De início foi até estranho. Inserções ao longo
da programação chamavam atenção para clubes como Barcelona, Real Madrid ou
Chelsea onde antes só havia Flamengo, Corinthians ou São Paulo. Jornalistas
acostumados aos gramados do Maracanã abriam link ao vivo do Santiago Bernabeu
ou do Emirates Stadium. Suas reportagens ganharam espaço na concorrida grade do
Jornal Nacional.
Hoje, poucos anos após o início deste processo,
a verdade é que a Globo não consegue mais se imaginar sem a Liga dos Campeões
da Europa. E mais: sorte dos clubes brasileiros a existência do fuso horário. É
ele quem faz não haver concorrência entre as competições jogadas lá e aqui.
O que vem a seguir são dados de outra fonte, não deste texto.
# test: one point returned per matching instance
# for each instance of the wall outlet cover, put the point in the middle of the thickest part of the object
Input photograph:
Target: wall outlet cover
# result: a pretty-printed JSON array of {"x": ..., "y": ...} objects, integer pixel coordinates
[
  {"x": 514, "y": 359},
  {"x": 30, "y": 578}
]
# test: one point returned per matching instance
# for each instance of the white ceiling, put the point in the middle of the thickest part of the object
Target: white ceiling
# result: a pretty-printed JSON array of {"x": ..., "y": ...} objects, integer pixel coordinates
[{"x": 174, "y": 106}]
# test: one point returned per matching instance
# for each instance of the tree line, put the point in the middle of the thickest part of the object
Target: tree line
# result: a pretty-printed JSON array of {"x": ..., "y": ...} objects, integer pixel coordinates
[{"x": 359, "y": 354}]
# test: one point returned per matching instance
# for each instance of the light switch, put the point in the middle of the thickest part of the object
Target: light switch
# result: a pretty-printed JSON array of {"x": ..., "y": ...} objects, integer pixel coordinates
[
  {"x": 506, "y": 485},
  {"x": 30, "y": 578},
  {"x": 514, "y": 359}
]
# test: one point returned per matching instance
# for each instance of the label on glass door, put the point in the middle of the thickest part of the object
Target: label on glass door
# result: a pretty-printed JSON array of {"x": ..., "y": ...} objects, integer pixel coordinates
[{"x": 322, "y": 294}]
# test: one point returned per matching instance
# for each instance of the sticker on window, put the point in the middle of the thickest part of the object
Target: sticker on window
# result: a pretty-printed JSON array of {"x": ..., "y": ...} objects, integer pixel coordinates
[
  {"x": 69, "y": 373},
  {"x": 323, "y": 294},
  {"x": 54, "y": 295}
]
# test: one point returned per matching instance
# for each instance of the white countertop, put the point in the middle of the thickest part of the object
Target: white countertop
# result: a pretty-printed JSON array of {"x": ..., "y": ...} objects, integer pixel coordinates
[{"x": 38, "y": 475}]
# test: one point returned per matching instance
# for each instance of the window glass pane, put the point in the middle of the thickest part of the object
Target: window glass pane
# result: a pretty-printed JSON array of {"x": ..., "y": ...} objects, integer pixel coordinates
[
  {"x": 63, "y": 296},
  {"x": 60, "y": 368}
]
Explica-se. Na tarde de ontem, Globo e Band
transmitiram para todo o Brasil a partida Barcelona x Manchester City, pelas
oitavas-de-final da Champions. Seus números consolidados superaram, em termos
proporcionais (share), à veiculação dos jogos da Libertadores e Copa do Brasil
na mesma noite. Em termos absolutos foram apenas alguns pontos de audiência a
menos, algo facilmente explicado pelo menor número de televisores ligados no
horário. Vejamos se não:
São Paulo
Barcelona 1 x 0 Manchester City – 15 pontos com
32% de share na Globo. Quatro pontos com 9% de share na Band. AUDIÊNCIA TOTAL:
19 pontos com 41%;
São Paulo x San Lorenzo – AUDIÊNCIA TOTAL: 21
pontos com 36% na Globo.
Rio de
Janeiro
Barcelona 1 x 0 Manchester City – 19 pontos com
41% de share na Globo. Dois pontos com 4% de share na Band. AUDIÊNCIA TOTAL: 21
pontos com 45%;
Flamengo x Brasil/RS – 22 pontos com 39% na
Globo. Dois pontos com 4% na Band. AUDIÊNCIA TOTAL: 24 pontos com 43%.
Todos sabem que a razão é o futebol bem jogado
nos gramados europeus, completa antítese à realidade brasileira. Questões
organizacionais e técnicas geram apelo de público muitíssimo maior, fazendo
destas partidas um verdadeiro concerto. Mas não é só. O futebol europeu vive o
bônus da “democratização”: trata-se de um espetáculo para todos, independente
do viés clubístico. Qualquer torcedor se interessa por admirar o talento de
Messi, Neymar e cia. Ninguém reclama de um suposto “ excesso de barcelonização”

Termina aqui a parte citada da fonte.